Raul Polit-Casillas’s mother was, in fact, a fashion designer in Spain, but the fabrics he uses are far more suited for spacecraft than the runway.
Polit-Casillas, a systems engineer with NASA’s Jet Propulsion Laboratory, is now developing advanced woven metal fabrics for aerospace applications.
The fabrics, which are foldable, could be used for large antennae and similar devices. They might also be used for shielding spacecraft from meteorites, making spacesuits, and capturing objects on the surfaces of other planets. On icy planets, the material might even be used to insulate spacecraft.
Perhaps one of the most fascinating aspects of this space-aged material is the fact that it can be printed using additive manufacturing.

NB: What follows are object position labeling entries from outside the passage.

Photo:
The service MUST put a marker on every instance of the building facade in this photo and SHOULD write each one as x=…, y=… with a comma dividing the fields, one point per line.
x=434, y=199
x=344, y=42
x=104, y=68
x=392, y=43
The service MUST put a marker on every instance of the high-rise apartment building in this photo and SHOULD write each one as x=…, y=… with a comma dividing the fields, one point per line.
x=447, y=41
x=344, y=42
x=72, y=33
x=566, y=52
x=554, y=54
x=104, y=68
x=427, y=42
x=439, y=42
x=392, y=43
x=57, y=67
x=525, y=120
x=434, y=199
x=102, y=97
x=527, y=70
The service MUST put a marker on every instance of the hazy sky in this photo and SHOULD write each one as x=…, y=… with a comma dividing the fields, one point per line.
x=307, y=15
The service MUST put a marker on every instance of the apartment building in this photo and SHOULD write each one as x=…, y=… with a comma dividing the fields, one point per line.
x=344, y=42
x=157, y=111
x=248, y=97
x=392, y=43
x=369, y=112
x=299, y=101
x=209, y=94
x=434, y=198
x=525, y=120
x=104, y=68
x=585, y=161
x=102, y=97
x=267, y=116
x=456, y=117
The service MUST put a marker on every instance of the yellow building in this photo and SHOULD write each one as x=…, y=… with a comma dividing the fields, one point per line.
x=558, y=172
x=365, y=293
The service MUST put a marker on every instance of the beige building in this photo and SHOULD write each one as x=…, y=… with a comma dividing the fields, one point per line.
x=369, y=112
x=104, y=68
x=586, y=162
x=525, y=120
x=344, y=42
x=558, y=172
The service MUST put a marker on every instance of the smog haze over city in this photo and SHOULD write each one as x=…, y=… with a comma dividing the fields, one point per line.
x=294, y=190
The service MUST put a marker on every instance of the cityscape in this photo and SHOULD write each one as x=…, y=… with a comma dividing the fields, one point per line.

“We call it 4D printing, because we can print both the geometry and the function of these materials,” says Polit-Casillas. “If 20th century manufacturing was driven by mass production, then this is the mass production of functions.”
The prototypes Polit-Casillas and his colleagues have created look a lot like chainmail with silver squares strung together. This design was built into the additive manufacturing process.
In fact, Polit-Casillas says he thinks astronauts may be able to print materials on an as-needed basis.
“I can program new functions into the material I’m printing,” he says. “That also reduces the amount of time spent on integration and testing. You can print, test, and destroy material as many times as you want.”